Déploiement continu - sur de gros produits embarqués, cela prend énormément de temps de déployer ou d’installer un logiciel ; un produit télécom de radio communication sur lequel nous avons travaillé a mis plus d’une heure à se déployer. Ce n’est pas quelque chose d’inhabituel.
Les tests vont plus vite lorsque le déploiement est fait de manière incrémentale - car seuls les composants ayant changé sont déployés. Les changements doivent être chargés, ce qui peut être fait en redémarrant le système. Toutefois, démarrer un gros système prend du temps, par conséquent certains systèmes sont mis à jour dynamiquement - une fonctionnalité importante dans les télécoms et dans les autres industries où le temps d’indisponibilité s’avère très cher. Le déploiement incrémental - et tout spécialement la mise à jour dynamique - demande des changements dans le système, mais cela rend cette option difficile.
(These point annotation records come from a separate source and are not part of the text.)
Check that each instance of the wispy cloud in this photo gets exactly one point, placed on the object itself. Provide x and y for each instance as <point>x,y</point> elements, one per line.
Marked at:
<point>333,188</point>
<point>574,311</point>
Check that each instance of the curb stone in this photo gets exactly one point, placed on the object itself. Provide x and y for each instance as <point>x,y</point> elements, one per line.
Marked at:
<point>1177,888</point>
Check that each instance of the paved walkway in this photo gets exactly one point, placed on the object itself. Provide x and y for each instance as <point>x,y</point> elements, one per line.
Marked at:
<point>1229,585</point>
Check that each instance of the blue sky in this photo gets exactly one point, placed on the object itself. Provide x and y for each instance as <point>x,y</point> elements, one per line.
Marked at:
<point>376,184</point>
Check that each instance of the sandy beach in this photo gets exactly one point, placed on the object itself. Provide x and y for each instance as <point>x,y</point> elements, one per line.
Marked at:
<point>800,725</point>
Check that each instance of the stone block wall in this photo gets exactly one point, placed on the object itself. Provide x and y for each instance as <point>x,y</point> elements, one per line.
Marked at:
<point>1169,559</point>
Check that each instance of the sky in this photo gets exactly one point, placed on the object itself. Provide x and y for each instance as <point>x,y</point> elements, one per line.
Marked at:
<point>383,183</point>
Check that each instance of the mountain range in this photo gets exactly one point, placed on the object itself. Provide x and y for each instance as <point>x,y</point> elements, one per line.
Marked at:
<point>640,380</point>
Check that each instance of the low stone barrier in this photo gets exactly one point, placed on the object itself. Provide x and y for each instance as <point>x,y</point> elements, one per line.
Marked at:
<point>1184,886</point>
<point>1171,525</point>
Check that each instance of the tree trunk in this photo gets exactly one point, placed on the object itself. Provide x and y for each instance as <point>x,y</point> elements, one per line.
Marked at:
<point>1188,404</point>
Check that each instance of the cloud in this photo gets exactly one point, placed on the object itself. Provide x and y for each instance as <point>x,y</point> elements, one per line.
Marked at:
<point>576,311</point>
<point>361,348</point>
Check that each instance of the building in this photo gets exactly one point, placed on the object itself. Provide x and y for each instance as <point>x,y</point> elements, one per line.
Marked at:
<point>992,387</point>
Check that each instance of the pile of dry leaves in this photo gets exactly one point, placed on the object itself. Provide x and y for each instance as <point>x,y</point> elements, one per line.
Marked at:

Gérer les dépendances - une cause assez répandue de la lenteur des compilations est la non gestion des dépendances. Exemples : les fichiers d’en-tête peuvent inclure plusieurs autres fichiers d’en-tête, ou bien plusieurs cycles de liens peuvent être nécessaires pour résoudre les dépendances de liens cycliques (type de lien récursifs - NdT). Pour un produit multimédia, nous avons passé plusieurs heures à ré-ordonner les dépendances des liens - divisant ainsi le temps de moitié. Réduire les dépendances permet d’accélérer la compilation et par effet de bord d’améliorer la structure de votre produit.


Notez bien ce point clé

Améliorer la compilation permet d’améliorer la structure de votre produit. Pourquoi ? Parce qu’une mauvaise structure devient cruellement visible lorsque vous essayez de réduire le temps de cycle de la compilation.

Il s’agit d’un point lean dont nous avons discuté précédemment : un effet de bord très puissant d’un temps de cycle réduit c’est la nécessité d’améliorer radicalement les processus et le produit pour pouvoir supporter des temps cycles courts et des lots de petites tailles.


Refactorer les tests - malheureusement, beaucoup de développeurs se soucient moins du code de test que du code de production. Le résultat ? Du code de test mal structuré et des tests lents. Une fois, il nous est arrivé de passer une demi-journée à refactorer les tests - et accélérer la compilation de 60% ! En profilant et refactorant les tests, vous pouvez fréquemment faire ce genre de petites victoires.

Un système d’intégration continue en plusieurs étapes fractionne la compilation et l’exécute dans des cycles de retours d’informations différents. Au niveau le plus bas, il s’agit d’une intégration continue très rapide avec les tests unitaires et quelques tests fonctionnels.
Lorsque cette intégration continue réussie, elle déclenche une compilation de plus haut niveau contenant les tests systèmes les plus lents. Plus le produit est gros plus il y a d’étapes.

Un système d’intégration continue est comparable à la culture “arrêt de la ligne de production” de Toyota. Lorsqu’une anomalie est détectée, Toyota arrête la ligne de production, et la première priorité est de corriger l’anomalie et sa cause racine. Est-ce qu’un système d’intégration continue en plusieurs étapes est en contradiction avec ce principe lean ? Non. Une attitude arrêt-de-la-ligne-de-production est absolument nécessaire, mais cela ne signifie pas que vous devriez arrêter aveuglément tous les travaux. Même Toyota ne fait pas ça LM06a.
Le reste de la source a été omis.